That's what Bukowski said about waiting. And I'm not Bukowski, but tonight that seems pretty right on to me, and probably to the many good people who got caught in presidential traffic today.
There's something about waiting for a bus when you're really set against walking to your destination, especially when the app says your bus is due in three minutes. "Wow!" you think. "What great timing!" And then five minutes pass and you recheck the app and the timeline has moved back another four minutes, and you still think that's pretty reasonable. What's four minutes? You bust out your container of nuts and raisins because that's all you'll have time for before your ride arrives. But it isn't there yet.
You check the app. Another five minutes? Suddenly it ain't small potatoes anymore.
At this point you wonder if it's worth waiting. Because in the twelve minutes you've waited plus the five more in your near future, you could have walked there already. But you also realize that as soon as you get far enough away from the bus stop that you can't just turn back, the bus will pull up to the curb and pass you by. Ugh!
But how we'll wait for things-- we'll kill the time-- when we're too tired to realize or care we're getting a shitty deal. I mean, I know that bus is always late when I get there on time, and it's always early when I'm en route. I know the app is lying to me when it says three minutes, and yet I think, "This time will be different. This time it really will be three minutes." And it never is!
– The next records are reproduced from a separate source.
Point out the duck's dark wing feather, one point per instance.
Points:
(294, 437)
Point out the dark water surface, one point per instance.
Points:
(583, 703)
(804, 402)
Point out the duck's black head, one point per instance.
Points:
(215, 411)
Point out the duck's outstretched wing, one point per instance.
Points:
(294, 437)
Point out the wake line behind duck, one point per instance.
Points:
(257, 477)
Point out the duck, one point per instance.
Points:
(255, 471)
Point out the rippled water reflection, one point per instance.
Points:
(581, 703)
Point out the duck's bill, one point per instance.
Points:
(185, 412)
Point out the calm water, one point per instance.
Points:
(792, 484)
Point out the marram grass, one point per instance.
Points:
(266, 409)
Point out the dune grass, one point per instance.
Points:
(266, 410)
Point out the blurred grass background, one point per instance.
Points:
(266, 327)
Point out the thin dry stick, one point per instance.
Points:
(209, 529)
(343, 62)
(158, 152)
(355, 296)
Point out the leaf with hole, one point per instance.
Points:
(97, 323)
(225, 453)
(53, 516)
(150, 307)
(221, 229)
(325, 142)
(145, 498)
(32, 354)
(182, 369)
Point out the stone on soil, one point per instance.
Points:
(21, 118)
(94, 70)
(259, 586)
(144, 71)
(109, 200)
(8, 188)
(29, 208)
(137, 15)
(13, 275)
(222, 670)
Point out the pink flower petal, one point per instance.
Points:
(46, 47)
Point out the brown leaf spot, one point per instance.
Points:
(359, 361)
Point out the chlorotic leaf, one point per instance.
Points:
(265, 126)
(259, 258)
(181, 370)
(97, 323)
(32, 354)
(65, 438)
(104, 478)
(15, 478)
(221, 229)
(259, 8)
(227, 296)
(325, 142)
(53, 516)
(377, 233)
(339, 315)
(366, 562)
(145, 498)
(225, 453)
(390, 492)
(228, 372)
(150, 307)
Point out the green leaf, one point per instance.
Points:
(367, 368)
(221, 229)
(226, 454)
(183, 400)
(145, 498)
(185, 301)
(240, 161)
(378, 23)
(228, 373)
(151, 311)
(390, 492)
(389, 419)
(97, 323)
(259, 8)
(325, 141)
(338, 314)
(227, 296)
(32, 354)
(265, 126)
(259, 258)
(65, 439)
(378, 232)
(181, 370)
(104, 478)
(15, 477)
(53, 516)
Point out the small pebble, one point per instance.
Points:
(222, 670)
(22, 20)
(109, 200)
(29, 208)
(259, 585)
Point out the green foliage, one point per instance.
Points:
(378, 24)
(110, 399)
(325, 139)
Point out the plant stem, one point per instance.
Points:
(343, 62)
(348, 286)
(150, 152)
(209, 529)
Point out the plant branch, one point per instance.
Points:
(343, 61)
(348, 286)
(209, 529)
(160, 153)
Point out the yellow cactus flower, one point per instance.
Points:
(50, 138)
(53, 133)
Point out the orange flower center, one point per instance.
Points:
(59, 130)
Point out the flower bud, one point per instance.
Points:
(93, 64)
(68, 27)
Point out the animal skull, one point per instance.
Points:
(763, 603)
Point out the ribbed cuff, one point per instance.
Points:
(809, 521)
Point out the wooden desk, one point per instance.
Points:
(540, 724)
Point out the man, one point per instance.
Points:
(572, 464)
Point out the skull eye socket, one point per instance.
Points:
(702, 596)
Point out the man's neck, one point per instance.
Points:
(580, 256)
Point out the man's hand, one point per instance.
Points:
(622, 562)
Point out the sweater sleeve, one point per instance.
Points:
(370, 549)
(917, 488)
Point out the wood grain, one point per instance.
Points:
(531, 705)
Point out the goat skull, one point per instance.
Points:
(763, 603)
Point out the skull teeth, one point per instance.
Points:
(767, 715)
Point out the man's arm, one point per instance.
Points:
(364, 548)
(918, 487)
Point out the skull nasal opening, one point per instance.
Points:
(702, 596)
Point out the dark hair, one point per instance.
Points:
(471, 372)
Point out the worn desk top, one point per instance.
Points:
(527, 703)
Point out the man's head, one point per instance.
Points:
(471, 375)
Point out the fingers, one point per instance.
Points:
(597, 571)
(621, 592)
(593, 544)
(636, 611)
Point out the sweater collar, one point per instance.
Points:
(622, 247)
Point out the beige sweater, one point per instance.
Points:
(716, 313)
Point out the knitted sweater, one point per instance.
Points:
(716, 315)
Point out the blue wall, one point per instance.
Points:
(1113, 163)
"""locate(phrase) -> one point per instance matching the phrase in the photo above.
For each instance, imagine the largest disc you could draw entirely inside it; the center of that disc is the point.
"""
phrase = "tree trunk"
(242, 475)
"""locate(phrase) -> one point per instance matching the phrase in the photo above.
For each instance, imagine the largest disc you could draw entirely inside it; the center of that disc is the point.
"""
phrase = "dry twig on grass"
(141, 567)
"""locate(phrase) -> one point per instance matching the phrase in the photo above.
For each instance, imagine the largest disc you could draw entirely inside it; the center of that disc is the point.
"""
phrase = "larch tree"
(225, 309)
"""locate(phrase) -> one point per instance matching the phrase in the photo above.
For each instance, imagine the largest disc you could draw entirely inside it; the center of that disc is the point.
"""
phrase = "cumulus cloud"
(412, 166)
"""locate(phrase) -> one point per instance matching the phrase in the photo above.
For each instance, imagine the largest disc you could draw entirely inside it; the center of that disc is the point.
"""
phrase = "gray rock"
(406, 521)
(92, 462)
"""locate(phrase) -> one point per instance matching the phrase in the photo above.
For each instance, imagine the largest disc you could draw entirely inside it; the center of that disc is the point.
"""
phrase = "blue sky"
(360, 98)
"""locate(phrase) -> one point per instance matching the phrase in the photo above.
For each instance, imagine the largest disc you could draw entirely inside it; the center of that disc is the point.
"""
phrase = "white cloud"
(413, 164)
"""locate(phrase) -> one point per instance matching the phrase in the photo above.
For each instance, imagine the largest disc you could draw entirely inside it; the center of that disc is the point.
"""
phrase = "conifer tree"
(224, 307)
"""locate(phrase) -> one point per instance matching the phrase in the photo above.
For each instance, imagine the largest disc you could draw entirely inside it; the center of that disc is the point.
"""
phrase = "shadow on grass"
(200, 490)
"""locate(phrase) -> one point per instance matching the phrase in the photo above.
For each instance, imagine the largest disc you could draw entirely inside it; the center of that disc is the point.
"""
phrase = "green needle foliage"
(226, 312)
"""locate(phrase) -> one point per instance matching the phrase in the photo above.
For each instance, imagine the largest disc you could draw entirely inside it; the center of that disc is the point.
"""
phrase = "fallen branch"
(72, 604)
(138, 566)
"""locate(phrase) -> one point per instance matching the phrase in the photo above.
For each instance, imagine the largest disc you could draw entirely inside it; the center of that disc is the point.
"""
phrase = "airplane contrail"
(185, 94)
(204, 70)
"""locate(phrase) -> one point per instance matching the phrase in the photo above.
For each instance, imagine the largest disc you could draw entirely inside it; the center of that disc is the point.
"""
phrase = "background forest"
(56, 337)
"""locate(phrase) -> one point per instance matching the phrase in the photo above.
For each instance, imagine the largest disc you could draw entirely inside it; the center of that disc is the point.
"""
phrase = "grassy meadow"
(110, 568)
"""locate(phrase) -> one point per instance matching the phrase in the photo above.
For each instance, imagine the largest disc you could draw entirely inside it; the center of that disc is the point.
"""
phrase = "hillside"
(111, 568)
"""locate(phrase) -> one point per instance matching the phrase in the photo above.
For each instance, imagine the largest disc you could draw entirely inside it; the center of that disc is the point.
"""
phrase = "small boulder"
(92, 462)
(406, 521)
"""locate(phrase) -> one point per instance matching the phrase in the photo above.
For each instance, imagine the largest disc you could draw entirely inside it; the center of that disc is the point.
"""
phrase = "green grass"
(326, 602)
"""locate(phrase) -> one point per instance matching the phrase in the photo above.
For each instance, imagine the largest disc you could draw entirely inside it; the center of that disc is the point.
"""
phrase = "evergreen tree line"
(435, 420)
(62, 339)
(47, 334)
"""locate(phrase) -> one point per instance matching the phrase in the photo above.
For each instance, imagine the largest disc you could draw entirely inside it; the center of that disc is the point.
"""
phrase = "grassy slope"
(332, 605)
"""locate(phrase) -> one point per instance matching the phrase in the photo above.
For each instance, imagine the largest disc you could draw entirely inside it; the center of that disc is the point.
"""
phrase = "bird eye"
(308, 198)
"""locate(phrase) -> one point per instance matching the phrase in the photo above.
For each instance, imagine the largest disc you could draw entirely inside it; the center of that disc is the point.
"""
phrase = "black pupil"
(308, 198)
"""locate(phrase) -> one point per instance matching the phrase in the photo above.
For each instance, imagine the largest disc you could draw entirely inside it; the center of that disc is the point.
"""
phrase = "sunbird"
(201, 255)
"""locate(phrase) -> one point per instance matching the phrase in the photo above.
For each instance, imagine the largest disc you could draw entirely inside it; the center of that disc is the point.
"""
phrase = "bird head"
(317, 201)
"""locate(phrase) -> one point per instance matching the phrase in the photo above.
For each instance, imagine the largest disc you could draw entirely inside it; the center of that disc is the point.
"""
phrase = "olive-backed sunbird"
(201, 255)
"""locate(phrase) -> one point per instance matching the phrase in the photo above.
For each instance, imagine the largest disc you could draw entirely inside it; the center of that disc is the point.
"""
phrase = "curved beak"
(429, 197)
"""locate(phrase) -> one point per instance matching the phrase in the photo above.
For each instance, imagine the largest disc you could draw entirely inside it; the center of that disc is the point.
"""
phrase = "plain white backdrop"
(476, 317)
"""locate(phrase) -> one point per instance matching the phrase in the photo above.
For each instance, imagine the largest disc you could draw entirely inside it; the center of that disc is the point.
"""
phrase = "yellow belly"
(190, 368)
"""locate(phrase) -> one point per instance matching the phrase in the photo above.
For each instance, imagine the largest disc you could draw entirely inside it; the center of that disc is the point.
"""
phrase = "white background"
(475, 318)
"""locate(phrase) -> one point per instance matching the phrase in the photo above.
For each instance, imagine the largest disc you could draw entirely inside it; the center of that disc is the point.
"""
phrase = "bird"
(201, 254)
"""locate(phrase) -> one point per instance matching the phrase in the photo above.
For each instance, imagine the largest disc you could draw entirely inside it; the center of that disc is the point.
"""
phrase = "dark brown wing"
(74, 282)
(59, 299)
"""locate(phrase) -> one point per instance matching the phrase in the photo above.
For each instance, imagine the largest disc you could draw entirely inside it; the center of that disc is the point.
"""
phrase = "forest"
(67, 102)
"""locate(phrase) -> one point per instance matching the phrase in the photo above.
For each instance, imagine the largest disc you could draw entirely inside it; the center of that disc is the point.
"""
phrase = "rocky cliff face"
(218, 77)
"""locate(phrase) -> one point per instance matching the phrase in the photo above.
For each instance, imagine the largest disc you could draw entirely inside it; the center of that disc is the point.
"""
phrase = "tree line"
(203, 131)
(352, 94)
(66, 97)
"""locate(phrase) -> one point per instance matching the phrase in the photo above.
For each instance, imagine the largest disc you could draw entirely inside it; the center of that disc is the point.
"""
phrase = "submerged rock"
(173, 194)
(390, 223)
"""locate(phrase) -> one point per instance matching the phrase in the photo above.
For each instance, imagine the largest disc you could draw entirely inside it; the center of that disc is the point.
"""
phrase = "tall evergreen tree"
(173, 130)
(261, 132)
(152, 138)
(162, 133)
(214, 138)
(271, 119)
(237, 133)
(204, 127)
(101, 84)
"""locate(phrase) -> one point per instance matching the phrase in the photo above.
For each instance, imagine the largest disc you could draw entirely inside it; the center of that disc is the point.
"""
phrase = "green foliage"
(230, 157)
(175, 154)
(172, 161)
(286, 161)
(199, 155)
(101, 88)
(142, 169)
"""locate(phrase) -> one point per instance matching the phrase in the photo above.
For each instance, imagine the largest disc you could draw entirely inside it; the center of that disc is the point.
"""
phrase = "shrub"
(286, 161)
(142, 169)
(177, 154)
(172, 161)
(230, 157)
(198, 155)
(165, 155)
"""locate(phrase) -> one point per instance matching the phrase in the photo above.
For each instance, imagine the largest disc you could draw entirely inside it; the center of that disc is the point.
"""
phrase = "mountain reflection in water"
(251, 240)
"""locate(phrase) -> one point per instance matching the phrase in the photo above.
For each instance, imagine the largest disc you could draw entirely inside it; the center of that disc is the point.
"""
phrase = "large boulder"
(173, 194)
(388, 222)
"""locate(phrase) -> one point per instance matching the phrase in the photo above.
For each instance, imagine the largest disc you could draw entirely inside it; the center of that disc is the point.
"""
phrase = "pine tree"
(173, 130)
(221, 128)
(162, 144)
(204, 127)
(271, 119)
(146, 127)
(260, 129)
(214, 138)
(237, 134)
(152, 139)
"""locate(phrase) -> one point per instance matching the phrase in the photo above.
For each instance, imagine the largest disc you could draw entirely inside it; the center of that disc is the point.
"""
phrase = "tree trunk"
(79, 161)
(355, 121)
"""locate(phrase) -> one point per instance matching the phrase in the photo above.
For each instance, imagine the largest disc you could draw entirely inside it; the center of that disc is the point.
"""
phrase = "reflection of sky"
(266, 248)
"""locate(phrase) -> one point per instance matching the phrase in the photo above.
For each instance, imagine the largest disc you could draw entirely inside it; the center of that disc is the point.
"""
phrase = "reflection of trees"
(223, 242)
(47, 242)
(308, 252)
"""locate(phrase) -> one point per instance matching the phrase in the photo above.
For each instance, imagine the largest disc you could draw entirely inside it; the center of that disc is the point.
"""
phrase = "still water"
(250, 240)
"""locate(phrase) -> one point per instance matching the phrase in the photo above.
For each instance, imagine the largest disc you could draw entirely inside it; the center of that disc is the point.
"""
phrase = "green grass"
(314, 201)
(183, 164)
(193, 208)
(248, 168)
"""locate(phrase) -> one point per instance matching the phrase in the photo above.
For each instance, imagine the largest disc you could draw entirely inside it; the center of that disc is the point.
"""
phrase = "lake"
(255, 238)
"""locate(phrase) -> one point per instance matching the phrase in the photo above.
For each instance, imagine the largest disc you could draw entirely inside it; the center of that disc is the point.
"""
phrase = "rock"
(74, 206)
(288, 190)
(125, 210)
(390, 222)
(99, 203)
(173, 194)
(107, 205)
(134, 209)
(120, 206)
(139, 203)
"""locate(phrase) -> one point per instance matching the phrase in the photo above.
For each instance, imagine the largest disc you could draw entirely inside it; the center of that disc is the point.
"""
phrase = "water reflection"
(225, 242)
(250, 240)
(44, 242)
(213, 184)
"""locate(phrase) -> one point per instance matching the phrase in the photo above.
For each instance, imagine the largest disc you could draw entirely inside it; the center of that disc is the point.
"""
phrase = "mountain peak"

So as I walked home tonight, after I Biki biked home, after I stood up in the theatre for over eight hours, I still wasn't cursing POTUS for making all the buses late. I thought, "Well, at least I can walk over the freeway to get home." What I really should have been thinking about, though, is what I to write about today. And I did. I thought about time as a relative thing. Because if you told me I'd have to wait nearly twenty minutes for the bus to come, I might have just started walking home right then and there, cursing my good fortune. If you'd told me that even after I'd gotten home, the bus STILL hadn't come, I'd feel relief.
And for Joe Bob and Sally, time means very little until they want something. How they each move through time is very different, though both probably feel its passing as slow and arduous if not sometimes as something to ignore and endure. It seems like a ridiculous thing to juggle all these things, these factors that may never come up in the story but affect it nonetheless. I will likely spend very little time talking about time itself, but it's turning out to be one of the things I think about a lot. How would you experience time if you had an abundance of it. Like, really. What if you had lifetimes?
Anyway, I'm tired and sore and exhausted, but I'm pleased I walked home, and not just because I'd probably still be at the bus stop if I had waited. I imagined I worked off at least part of all those donut holes I shoved in my face on Thursday. What an oinker.